И было чему сочувствовать.
Тав только теперь понял, в какую ловушку сам себя загнал.

Он откинулся на жесткую спинку и закрыл глаза, чтобы не видеть ни бегущих вдоль дороги холмов, ни васильковой рощи вокруг, ни васильково-синего летнего неба.
Он действительно попался в собственную ловушку.
И теперь надо было решить, как жить с этим дальше.

…Две недели спустя Тав вновь подходил к дому Линкере.
Он снова вышел на одну остановку раньше. Но теперь – не потому, что перепутал, а вполне осознанно. Нужно было все же решить, что он скажет. Тав так и не понял, что ему нужно сказать Линкере – но что-то сказать нужно было обязательно. Он несмело шагал, крутя в руке невесть зачем сорванный василек.

-   Здрасьте, - раздалось откуда-то сверху.

Тав задрал голову и остановился.

  -    Привет…
- Вы тогда сразу дорогу нашли?
Нил спрыгнул с яблони прямо на дорогу.
- Сразу, - кивнул Тав.
- Я так и думал, - деловито кивнул мальчишка. – Вы снова к Линкере?
- Да.
- А ее нет.
- Как нет? – испуганно переспросил Тав.

Он понял, что чувствует выброшенная на берег рыба.

- Она улетела, - радостно пояснил Нил.

Удушье исчезло.

- Но куда?
- Я не запомнил… - Нил виновато пожал плечами. – Очень длинное название с номером, какая-то звезда… - он вдруг встрепенулся и добавил, - она не скоро вернется, сказала, что даже я уже старый буду…

- Что?
- Прикольно, да? Мы со старой Линке станем почти ровесниками! Если хотите узнать, как звезда называется – у меня дома записано. Она велела вам сказать, когда вы придете…
- Что? – снова переспросил Тав. – Если я приду?
- Когда вы придете. Сбегать посмотреть?
- Нет, - Тав покачал головой. – Нет, не надо…

Носком ботинка он втоптал в землю василек, потом медленно развернулся.
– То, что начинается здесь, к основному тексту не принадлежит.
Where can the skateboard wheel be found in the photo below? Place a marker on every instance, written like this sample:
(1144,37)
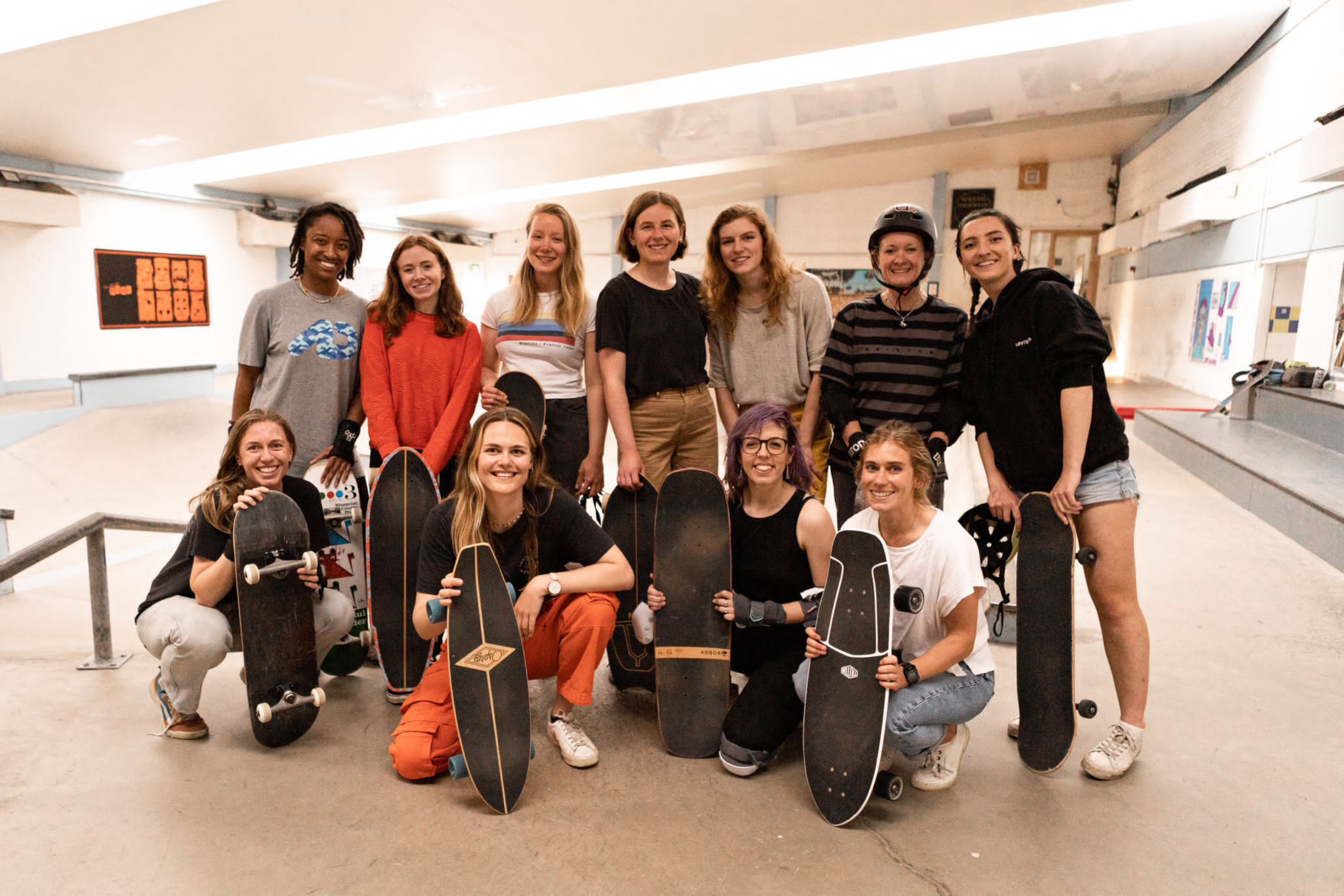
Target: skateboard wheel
(890,786)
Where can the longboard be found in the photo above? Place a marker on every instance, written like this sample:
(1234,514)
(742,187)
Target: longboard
(488,678)
(629,522)
(343,566)
(402,499)
(693,562)
(526,394)
(276,620)
(1046,636)
(846,712)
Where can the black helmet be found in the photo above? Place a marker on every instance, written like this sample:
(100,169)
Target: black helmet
(905,218)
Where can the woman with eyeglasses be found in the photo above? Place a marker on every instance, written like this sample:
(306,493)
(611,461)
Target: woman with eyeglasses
(781,553)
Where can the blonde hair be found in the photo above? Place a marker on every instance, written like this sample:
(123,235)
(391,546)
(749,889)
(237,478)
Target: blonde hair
(720,288)
(469,520)
(571,310)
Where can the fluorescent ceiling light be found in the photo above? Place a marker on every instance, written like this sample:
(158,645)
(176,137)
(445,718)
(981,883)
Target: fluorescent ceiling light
(30,24)
(886,57)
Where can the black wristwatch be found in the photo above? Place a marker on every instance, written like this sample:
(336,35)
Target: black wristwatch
(912,674)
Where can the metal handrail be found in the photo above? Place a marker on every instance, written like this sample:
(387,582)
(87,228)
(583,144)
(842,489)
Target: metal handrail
(92,527)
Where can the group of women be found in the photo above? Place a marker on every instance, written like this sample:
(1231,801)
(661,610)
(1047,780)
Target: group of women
(877,397)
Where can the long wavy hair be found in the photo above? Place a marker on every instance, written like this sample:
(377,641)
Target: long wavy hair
(573,306)
(394,305)
(904,436)
(217,500)
(471,524)
(720,288)
(799,472)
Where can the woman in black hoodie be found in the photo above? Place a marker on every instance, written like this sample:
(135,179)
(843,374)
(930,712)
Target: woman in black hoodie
(1035,391)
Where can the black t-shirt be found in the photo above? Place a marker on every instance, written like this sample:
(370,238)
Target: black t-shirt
(565,534)
(206,542)
(662,332)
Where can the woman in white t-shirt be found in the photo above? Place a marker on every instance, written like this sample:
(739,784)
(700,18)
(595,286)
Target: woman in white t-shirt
(943,675)
(543,324)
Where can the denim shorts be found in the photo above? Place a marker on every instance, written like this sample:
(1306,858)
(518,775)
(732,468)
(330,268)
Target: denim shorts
(1112,481)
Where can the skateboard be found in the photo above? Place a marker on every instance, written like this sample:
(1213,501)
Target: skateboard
(1046,636)
(402,497)
(691,562)
(276,620)
(489,680)
(845,719)
(629,522)
(526,394)
(343,566)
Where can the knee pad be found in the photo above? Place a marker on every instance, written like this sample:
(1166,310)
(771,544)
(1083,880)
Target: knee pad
(741,761)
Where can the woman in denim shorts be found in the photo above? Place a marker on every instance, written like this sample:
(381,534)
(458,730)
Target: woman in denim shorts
(1035,391)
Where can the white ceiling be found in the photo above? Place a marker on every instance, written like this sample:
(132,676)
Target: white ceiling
(248,74)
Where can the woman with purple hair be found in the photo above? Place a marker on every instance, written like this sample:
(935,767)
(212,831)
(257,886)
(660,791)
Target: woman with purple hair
(781,553)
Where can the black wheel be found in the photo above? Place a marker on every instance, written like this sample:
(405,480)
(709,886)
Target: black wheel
(890,786)
(909,599)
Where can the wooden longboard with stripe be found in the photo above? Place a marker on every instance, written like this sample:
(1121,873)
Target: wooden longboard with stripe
(691,562)
(489,680)
(402,499)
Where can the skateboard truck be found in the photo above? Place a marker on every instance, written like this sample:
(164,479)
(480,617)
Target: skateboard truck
(288,701)
(253,574)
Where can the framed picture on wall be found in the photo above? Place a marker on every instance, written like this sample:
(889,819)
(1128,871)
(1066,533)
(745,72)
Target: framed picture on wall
(151,289)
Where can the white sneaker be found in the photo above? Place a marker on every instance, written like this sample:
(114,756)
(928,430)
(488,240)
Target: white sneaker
(1117,751)
(576,747)
(941,766)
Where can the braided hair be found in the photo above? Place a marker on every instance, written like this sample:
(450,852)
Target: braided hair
(1014,234)
(305,219)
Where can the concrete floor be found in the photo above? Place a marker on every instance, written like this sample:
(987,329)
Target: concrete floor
(1238,789)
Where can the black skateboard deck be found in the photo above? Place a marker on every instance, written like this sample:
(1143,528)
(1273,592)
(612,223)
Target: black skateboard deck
(402,497)
(846,712)
(526,394)
(1046,636)
(489,680)
(693,562)
(629,522)
(276,620)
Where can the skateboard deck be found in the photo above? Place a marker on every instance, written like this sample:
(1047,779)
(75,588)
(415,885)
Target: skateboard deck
(1046,636)
(629,522)
(402,497)
(489,680)
(276,620)
(526,394)
(343,566)
(846,712)
(693,562)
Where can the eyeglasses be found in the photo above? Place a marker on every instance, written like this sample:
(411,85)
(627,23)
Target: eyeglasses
(773,446)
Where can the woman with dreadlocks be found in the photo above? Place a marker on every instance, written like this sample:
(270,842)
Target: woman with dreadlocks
(895,356)
(299,348)
(1037,395)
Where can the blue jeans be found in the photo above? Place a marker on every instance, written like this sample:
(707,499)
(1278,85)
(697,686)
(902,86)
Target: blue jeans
(917,717)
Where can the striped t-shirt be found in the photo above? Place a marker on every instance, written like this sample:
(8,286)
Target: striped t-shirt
(909,372)
(541,348)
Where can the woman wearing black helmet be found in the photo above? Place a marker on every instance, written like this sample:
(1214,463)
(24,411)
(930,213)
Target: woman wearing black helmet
(895,356)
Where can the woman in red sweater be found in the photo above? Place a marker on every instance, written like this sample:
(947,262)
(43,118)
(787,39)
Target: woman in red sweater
(421,362)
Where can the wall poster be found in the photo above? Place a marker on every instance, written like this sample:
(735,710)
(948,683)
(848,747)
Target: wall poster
(151,289)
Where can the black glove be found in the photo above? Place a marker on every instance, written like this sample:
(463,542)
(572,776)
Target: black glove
(343,446)
(750,614)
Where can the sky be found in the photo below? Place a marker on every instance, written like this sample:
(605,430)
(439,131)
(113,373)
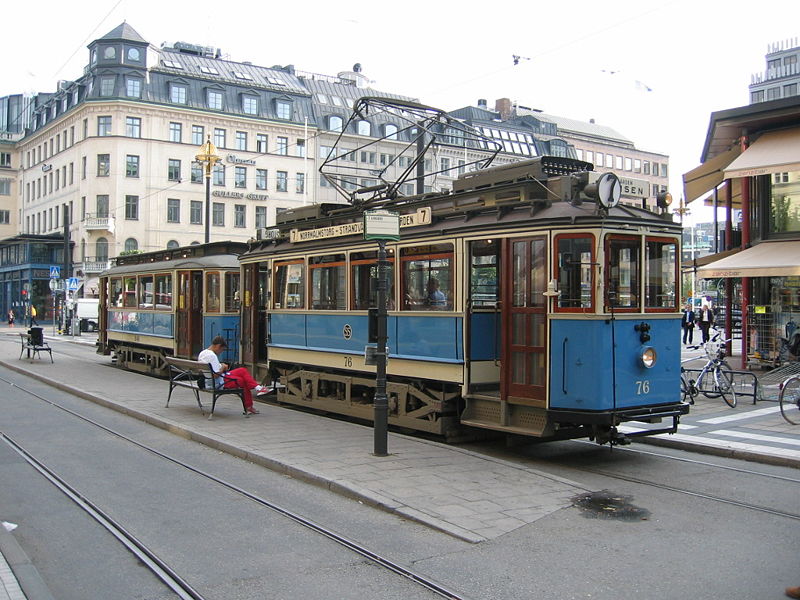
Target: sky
(654,72)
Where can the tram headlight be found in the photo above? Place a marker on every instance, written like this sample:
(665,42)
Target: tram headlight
(648,356)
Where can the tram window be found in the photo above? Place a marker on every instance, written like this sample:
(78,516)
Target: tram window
(622,271)
(164,291)
(212,292)
(129,292)
(364,269)
(290,285)
(232,292)
(427,277)
(483,269)
(660,275)
(115,292)
(328,282)
(575,271)
(146,291)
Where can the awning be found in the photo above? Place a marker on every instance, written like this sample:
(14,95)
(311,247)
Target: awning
(707,176)
(767,259)
(773,152)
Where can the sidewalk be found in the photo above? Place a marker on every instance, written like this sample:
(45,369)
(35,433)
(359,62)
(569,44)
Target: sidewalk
(463,493)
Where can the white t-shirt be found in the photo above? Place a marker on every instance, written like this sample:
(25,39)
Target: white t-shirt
(211,358)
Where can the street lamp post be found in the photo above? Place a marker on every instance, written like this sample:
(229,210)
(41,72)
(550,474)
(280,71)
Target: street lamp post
(208,156)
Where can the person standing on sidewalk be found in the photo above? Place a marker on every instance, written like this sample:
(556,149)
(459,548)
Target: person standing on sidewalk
(705,321)
(687,323)
(239,377)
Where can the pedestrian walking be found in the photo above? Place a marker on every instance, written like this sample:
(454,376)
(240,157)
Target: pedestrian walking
(687,323)
(705,321)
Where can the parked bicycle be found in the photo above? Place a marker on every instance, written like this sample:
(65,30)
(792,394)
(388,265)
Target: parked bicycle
(716,377)
(790,399)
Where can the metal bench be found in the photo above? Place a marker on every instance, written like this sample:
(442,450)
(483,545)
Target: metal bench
(33,343)
(193,374)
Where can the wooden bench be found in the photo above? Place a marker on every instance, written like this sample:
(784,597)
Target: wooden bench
(193,374)
(33,342)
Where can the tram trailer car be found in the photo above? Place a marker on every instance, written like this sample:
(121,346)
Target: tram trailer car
(170,302)
(517,303)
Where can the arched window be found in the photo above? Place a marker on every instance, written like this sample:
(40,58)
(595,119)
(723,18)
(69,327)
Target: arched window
(101,249)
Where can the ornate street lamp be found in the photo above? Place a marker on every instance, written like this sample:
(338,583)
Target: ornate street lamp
(208,156)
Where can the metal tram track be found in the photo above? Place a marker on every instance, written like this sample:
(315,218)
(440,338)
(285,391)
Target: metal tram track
(159,567)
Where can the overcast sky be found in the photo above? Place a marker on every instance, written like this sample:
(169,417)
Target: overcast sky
(652,71)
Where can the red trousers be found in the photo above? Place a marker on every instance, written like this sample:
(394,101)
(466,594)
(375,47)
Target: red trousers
(241,377)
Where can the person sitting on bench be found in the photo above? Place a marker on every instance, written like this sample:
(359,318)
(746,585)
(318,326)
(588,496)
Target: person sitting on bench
(239,377)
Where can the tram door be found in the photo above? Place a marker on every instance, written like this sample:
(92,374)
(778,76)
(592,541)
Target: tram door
(524,357)
(189,314)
- Спасибо, что передал, - бросил он, направляясь к платформе. – Увидимся…
- Постойте! – Нил поспешно зашагал рядом. – Я хотел спросить…
- Что?
- Мне же тоже уже приглашение пришло… Я спрятал от родителей, они точно не разрешат мне лететь. А мне скоро двенадцать, и я имею право сам решать… Есть две дальних колонии, куда берут детей, почти всех… - мальчишка говорил быстро, сбивчиво, Тав даже не сразу понял, о чем он.
- И что же?
Нил остановился, Тав невольно застыл рядом.
- Ну так что же? – переспросил он.
- Как вы думаете, может быть, мне тоже согласиться?..
Тав взглянул на полузаброшенную сельскую улицу – покосившиеся заборы, старые деревянные дома, вдали – посадочная платформа аэробуса.
Под ногами – раздавленный, втоптанный в грязь василек.
- Не знаю, - ответил он, поворачиваясь к станции.